Monday, April 20, 2009

Tea Parties and Coalitions, Revisited

I did not intend for this to be a two-part post, but one point has been gnawing at me. In building a coalition for their movement, the organizers of the Tea Parties are repeating the same fundamental error as Libertarians.

Libertarians welcome anyone who opposes the government on any issue, for any reason. The nature of that opposition is irrelevant to the Libertarians. This is the same essential position being taken by the Tea Party movement.

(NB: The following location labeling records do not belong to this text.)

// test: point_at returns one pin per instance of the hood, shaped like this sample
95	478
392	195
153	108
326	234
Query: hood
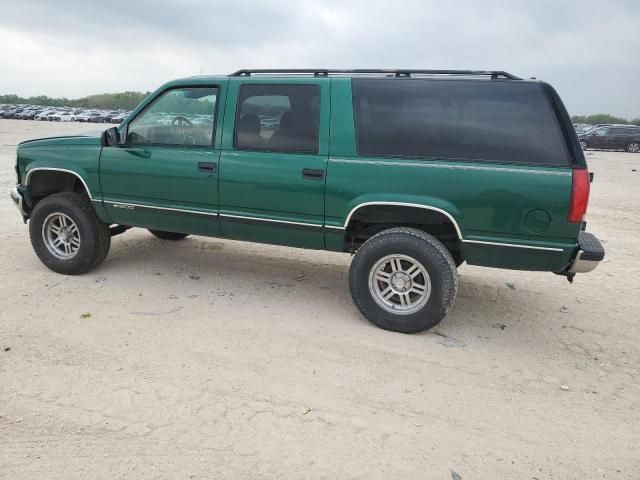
89	138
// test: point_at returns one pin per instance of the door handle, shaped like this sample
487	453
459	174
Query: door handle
139	152
313	173
209	167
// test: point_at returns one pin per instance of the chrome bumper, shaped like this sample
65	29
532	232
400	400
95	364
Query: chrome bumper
19	201
590	254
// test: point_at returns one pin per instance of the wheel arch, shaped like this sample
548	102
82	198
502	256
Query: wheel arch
369	218
43	181
405	205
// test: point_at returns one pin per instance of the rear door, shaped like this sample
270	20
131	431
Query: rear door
274	159
165	175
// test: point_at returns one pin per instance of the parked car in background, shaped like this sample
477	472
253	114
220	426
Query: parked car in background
612	137
67	117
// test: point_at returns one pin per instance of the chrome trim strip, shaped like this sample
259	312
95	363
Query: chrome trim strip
428	164
513	245
228	215
403	204
26	181
134	205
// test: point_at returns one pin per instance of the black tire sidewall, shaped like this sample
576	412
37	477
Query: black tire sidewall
436	264
83	260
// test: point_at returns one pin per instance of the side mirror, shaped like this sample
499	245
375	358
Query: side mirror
110	137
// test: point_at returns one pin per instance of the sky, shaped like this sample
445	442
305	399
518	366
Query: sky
589	50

Consider some of ideas on display at the Tea Parties: term limits, "state's rights", and succession are a few. Each is a superficial issue, and in the case of "state's rights" and secession simply asinine. For example, many advocates of "state's rights" are not opposed to violations of individual rights; they simply prefer for those rights to be violated on the state level, rather than the federal level.

Certainly there are also better ideas being expressed as well. Signs referencing Ayn Rand and John Galt are common. Which means, the Tea Party umbrella includes John Galt and George Wallace, advocates of freedom and advocates of statism. Such diametrically different ideas cannot long exist within the same movement.

I am not suggesting that Objectivists boycott the Tea Parties. The movement is too new and ill-defined to know what direction it will ultimately take. I am saying that if it continues its present course, it will ultimately be dominated by the more irrational elements. As Ayn Rand wrote in "The Anatomy of Compromise":
When opposite basic principles are clearly and openly defined, it works to the advantage of the rational side; when they are not clearly defined, but are hidden or evaded, it works to the advantage of the irrational side.

Politics is not a primary--it rests upon the more fundamental branches of philosophy. One's views on the nature of reality (metaphysics), the nature of knowledge (epistemology), and the nature of man (ethics) ultimately shape one's views on politics.

As Peter Schwartz has pointed out, the why determines the what. Why a particular position or view is held determines what it ultimately means. For example, an individual who watches NASCAR for the occasional specular crash "appreciates" the sport for an entirely different reason than the person who enjoys watching man control a precision machine. While both are fans of the same sport, their reasons for watching--the why--give vastly different meanings to their participation--the what.

In the context of politics, ethics provide the "why". One's view of the nature of man, and the actions appropriate to man, determine the meaning of one's political views.

Thus, while the Tea Party participants may hold the right position on many issues--such as limited government and abolishing the Federal Reserve--the reasons they hold these positions will ultimately determine their true meaning. In the absence of a rational morality, the "right" position cannot be defended.

Libertarians have abandoned morality, regarding it as a constraint on their whims. If the Tea Party movement wishes to have relevance, it must discover and embrace the only morality that can defend the right political positions. It must discover the morality which upholds the right of each individual to his own life, liberty, property, and pursuit of happiness. It must discover rational egoism.

2 comments:

Burgess Laughlin said...

> "Consider some of ideas on display at the Tea Parties: term limits, 'state's rights', and [secession] are a few."

I observed the Portland, Oregon Tea Party for about an hour. Fortunately, there were few off-topic signs, and "states' rights" and secession (the states seceding from the Union) were not among them. That is the good news.

On the other hand, sadly, the topics of the signs that I saw were evidence of mere "againsters-by-degree." That is my term for people who offer nothing positive but oppose something because it is "too much" or "not enough," rather than because of principle.

It is along that line that I oppose the use of "big government" and "small government" as terms in advocacy. The issue is propriety of government, not the size of government. A government should be big enough to do its job -- which is only to protect individual rights from aggression and fraud.

Brian Phillips said...

Good points. It's not enough to be against something--we must also be for something. The positive is always more effective than the negative.